DYLW Featured / Tips for Designing Your Life / Women / workshop

Five Steps to Ideating Your Way Forward

Ideation is the process of generating as many ideas as possible to come up with potential solutions. For many, it is an intimidating and overwhelming process that keeps them from making progress in their life design.

 

Here are five steps to guide you through the ideation process:

1. Frame a good problem

It can be hard to start the ideation process if you’re starting with the wrong question. To get good ideas, frame your problem well. After all, if you start with a poorly framed problem, you’re left with a weak base to build ideas upon.

What exactly makes a good problem, though? A good problem is neither too broad nor too specific and is open-ended. Make sure that the problem’s parameters are well defined and articulated.

2. Warm-up physically

The key to ideation is to generate as many ideas as possible. But how often have you tried to come up with ideas, only to find yourself drawing a blank? We often struggle to produce ideas because the analytical part of our brain is continuously judging everything we come up with. This step prepares us for creativity by quieting that part of our brain.

The state we’re looking to achieve is called transient hypofrontality, a state in which our brains are scientifically proven to be at their most creative. Moving to this state helps us ideate without fear, embarrassment, or worry about judgment. By entering this state, we are preparing ourselves to create an assortment of original solutions novel ideas.

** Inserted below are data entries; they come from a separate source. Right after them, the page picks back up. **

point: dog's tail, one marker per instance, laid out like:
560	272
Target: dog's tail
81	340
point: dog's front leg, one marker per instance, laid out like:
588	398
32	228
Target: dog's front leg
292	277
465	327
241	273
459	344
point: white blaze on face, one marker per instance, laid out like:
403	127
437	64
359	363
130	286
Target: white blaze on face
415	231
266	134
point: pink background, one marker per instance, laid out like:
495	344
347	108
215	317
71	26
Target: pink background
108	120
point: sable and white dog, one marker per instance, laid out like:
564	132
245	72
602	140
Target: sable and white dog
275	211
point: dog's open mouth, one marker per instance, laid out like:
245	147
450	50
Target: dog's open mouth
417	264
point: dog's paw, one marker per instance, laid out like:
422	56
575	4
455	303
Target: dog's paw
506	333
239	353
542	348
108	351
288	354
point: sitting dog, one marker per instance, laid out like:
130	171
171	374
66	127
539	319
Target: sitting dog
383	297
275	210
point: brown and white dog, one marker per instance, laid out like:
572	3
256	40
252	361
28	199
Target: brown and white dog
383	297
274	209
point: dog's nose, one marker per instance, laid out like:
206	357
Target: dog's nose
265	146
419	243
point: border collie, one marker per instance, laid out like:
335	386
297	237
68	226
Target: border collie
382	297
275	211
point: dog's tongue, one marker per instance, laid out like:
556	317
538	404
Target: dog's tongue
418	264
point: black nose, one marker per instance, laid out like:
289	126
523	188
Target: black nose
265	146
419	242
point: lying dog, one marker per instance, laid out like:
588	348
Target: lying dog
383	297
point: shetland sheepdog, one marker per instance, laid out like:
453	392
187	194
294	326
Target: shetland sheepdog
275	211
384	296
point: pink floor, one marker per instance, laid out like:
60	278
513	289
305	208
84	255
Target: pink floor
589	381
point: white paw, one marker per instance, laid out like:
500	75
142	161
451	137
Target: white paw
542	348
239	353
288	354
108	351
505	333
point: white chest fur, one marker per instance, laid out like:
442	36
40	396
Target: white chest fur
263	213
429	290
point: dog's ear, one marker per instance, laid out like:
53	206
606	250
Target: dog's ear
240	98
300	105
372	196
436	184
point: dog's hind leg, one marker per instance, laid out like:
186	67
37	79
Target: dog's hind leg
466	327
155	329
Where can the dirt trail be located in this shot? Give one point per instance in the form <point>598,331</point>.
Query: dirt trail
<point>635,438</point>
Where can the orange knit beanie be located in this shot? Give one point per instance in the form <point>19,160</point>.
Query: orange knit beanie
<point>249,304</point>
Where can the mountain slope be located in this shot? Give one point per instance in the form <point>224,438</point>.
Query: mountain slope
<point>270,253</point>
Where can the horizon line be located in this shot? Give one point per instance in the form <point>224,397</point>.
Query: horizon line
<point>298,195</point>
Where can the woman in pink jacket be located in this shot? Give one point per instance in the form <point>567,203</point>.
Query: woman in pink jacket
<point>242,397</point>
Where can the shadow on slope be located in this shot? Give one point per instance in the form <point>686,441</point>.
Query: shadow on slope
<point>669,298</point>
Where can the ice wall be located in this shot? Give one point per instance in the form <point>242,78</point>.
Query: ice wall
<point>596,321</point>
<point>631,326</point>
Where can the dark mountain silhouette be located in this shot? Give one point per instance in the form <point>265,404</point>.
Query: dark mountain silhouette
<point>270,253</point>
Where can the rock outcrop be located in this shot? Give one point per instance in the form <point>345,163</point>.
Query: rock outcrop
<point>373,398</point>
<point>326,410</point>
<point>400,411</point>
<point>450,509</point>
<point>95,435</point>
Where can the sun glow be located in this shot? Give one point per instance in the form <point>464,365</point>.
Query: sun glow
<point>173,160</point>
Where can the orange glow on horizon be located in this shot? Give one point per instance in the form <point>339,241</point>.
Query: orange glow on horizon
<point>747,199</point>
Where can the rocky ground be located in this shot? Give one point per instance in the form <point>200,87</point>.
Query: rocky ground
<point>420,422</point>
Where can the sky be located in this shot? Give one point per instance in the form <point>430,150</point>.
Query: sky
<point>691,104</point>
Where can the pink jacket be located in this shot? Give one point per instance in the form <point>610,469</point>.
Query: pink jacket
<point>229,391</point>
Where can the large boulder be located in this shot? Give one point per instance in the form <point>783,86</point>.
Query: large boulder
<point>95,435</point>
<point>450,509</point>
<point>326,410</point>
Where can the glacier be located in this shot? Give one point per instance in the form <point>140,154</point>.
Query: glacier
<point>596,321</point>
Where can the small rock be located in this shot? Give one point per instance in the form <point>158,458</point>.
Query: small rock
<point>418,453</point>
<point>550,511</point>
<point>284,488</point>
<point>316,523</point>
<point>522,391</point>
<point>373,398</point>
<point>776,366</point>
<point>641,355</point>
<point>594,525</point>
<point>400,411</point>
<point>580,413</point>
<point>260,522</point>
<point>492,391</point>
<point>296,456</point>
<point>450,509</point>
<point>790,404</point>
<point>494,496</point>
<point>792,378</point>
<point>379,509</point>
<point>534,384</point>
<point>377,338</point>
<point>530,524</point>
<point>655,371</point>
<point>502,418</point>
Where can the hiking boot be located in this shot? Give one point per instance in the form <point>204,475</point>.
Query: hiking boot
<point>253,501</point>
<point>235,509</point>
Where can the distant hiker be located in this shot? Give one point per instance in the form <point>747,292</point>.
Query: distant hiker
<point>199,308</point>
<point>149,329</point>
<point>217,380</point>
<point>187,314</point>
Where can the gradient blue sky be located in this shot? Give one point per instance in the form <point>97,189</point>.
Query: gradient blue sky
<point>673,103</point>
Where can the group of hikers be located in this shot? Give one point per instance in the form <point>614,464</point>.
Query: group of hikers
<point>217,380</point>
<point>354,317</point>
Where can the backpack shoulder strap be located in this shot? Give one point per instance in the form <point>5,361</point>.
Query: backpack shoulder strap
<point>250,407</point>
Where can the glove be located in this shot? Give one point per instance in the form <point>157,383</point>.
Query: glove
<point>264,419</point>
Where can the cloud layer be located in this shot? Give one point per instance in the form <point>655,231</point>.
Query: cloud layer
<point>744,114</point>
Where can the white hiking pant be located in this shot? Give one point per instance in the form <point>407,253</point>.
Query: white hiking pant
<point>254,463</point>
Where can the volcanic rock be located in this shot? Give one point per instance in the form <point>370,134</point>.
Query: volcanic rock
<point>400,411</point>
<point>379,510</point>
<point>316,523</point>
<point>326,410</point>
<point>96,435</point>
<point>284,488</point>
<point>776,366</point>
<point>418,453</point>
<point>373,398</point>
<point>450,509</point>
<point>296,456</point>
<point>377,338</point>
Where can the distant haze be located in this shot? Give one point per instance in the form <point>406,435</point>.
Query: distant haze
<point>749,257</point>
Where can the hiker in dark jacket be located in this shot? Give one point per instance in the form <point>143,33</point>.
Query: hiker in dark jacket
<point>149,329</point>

A great way to induce this is through physical movement. Try shaking your left hand above your head, counting down from seven aloud. Now do the same with your right hand and both feet to get feeling more relaxed and ready to ideate!

3. Go for quantity, not quality

Remember, we’re not judging our ideas at this stage. Here, no idea is a bad idea, so try to come up with as many as possible. The goal is quantity over quality because we want to keep the flow of ideas going. Don’t worry about how crazy or silly an idea may be. After all, the wilder the idea, the better to help you break out of the box and spark innovation!

You should work with others and build upon ideas in teams if possible. Outside help gets us to places we wouldn’t have gone to on our own. Take the lead from companies like Apple and Google and create a community idea board. Place a board in an interstitial place and write your problem on top. It’s a great way to crowdsource ideas from a diverse profile of individuals and involve those who are more introverted. If you’re stuck and looking for a dedicated community to radically collaborate with, check out the Designing Your Life Workshops.

4. Organize ideas

Now that you hopefully have an extensive collection of ideas, organize your list by grouping, combining, and selecting the generated ideas to further develop them. By the end, you should be able to extract insights that lead your next action. The ultimate goal is not to develop a perfect idea but rather to develop some good ideas to prototype.

5. Cull and prototype ideas

Now is the time to cull the ideas and come up with a shortlist. Having selection criteria, such as making sure the idea is relevant or inspirational, will help you identify and select the best solutions. Testing each idea (via informational interviews, volunteer work, shadowing, etc.) serves as a guidepost to know you’re headed in the right direction.

 

You may not always find the answer to your initial problem right away. This process may reveal that you need to redefine your problem, that you need to have another more focused ideation session with a more diverse group of individuals, or that you need more disciplined ideation sessions.